En medio de una creciente tensión política y cuestionamientos sobre la capacidad del Estado mexicano para impartir justicia, el coordinador del PAN en el Senado, Ricardo Anaya Cortés, anunció que su bancada exigirá la comparecencia del gobernador de Sinaloa, Rubén Rocha Moya, ante la Comisión Permanente del Congreso de la Unión.
El posicionamiento no es menor: Acción Nacional busca colocar en el centro del debate legislativo una acusación formal por narcotráfico presentada en Estados Unidos contra el mandatario estatal emanado de Morena.
Para el PAN, el caso no solo representa un escándalo político, sino una prueba crítica sobre si las instituciones mexicanas están dispuestas a actuar o permanecer pasivas frente a señalamientos de alto nivel.
“Queremos claridad”, sostuvo el legislador panista Ricardo Anaya, quien insistió en que Rocha Moya debe explicar públicamente las acusaciones en su contra.
El legislador subrayó que este tema será prioritario durante las sesiones de la Comisión Permanente, órgano que hoy inicia funciones en un contexto marcado por la polarización y la desconfianza.
Sin embargo, más allá del discurso político, el trasfondo revela un problema estructural: la dependencia de instancias extranjeras para detonar procesos judiciales en casos de alto perfil. Según lo expuesto por el propio Anaya, el Departamento de Justicia de los Estados Unidos habría presentado una acusación formal, además de solicitar la detención con fines de extradición del gobernador sinaloense.
Este elemento ha encendido el debate sobre la soberanía y la eficacia del sistema de justicia nacional. La senadora panista Lilly Téllez fue aún más contundente al afirmar que resulta “lamentable” que las acciones legales provengan del extranjero y no de las autoridades mexicanas. Su declaración, aunque celebratoria hacia el actuar estadounidense, deja entrever una crítica directa a la inacción institucional en México.
El episodio también exhibe las tensiones dentro del Congreso.

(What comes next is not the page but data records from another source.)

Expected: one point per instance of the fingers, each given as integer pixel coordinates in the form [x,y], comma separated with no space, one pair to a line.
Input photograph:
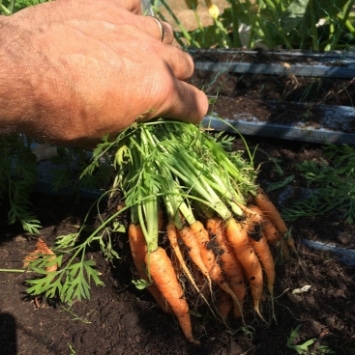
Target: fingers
[156,28]
[187,103]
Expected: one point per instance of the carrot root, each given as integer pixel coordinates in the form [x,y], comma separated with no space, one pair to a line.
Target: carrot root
[163,274]
[138,250]
[238,238]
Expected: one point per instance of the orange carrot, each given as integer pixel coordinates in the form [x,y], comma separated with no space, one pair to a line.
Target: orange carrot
[271,233]
[172,236]
[138,250]
[231,267]
[239,239]
[263,252]
[188,237]
[209,260]
[162,272]
[224,304]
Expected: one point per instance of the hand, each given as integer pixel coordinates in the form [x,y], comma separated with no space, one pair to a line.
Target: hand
[92,68]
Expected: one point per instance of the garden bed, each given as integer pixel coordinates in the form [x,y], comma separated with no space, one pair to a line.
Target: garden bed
[291,95]
[119,319]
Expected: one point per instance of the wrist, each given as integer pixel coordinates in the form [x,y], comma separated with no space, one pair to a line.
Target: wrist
[15,89]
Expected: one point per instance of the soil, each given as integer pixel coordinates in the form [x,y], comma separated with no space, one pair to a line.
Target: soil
[118,319]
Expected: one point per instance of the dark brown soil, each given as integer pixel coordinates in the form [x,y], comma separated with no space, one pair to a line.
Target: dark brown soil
[121,320]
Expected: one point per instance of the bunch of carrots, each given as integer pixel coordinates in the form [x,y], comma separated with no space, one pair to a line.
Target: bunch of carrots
[196,211]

Durante la intervención de Anaya, se registraron interrupciones y confrontaciones verbales por parte de legisladores de otras fuerzas políticas, lo que evidencia un clima poco propicio para el debate serio que el propio senador exigía. “¿Por qué tienen miedo al debate?”, cuestionó desde tribuna, en una escena que refleja más el choque partidista que la deliberación democrática.

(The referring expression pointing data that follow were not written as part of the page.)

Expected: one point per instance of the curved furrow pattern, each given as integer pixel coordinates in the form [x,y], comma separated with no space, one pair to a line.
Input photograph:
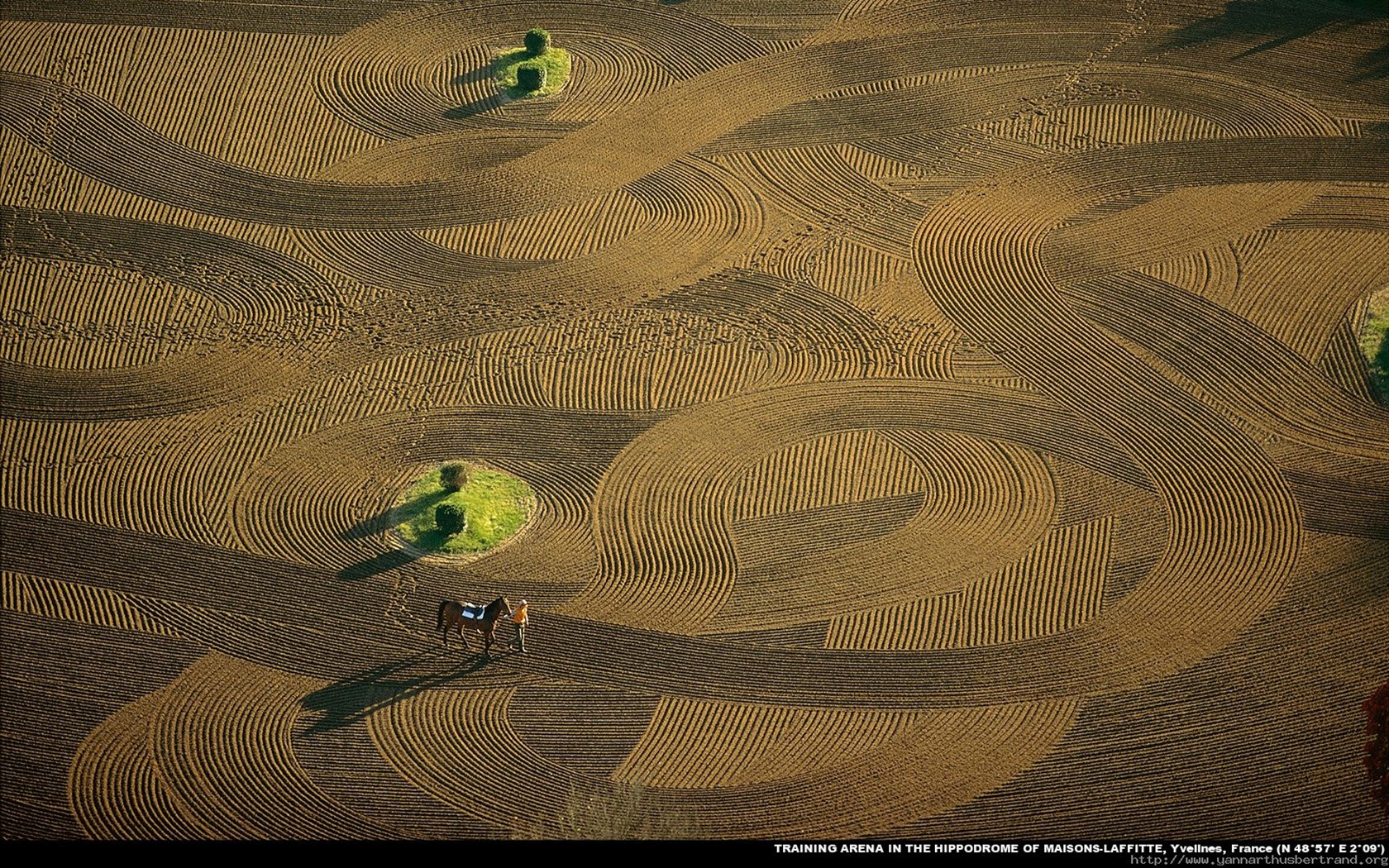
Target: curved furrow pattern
[1057,586]
[663,512]
[222,742]
[116,786]
[1231,545]
[896,378]
[627,145]
[982,506]
[270,308]
[1332,269]
[341,527]
[78,604]
[563,234]
[1258,377]
[434,737]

Más allá del ruido político, el proceso legislativo que podría derivarse de estas acusaciones es complejo y, para algunos, predecible. La Comisión Permanente tendría que convocar a un periodo extraordinario; posteriormente, la Cámara de Diputados decidiría si procede penalmente contra el gobernador, y finalmente el Congreso de Sinaloa determinaría su situación jurídica. En cada uno de estos pasos, Morena cuenta con mayoría, lo que abre la puerta a sospechas de encubrimiento o, en el mejor de los casos, a un conflicto de intereses.
El propio Anaya lo resumió en términos tajantes: “solo hay dos caminos: impunidad o justicia”. No obstante, la realidad política sugiere que el desenlace no dependerá únicamente de la gravedad de las acusaciones, sino de cálculos partidistas y correlaciones de fuerza.
En este escenario, la exigencia del PAN puede leerse tanto como un acto de fiscalización legítima como una estrategia política para capitalizar el desgaste del oficialismo. Lo preocupante es que, entre acusaciones, discursos y confrontaciones, el fondo del asunto —la posible infiltración del crimen organizado en el poder público— corre el riesgo de diluirse en la disputa partidista.
La Comisión Permanente arranca así bajo una sombra incómoda: la de decidir si será un espacio para esclarecer los hechos o simplemente otro capítulo en la larga historia de polarización política en México.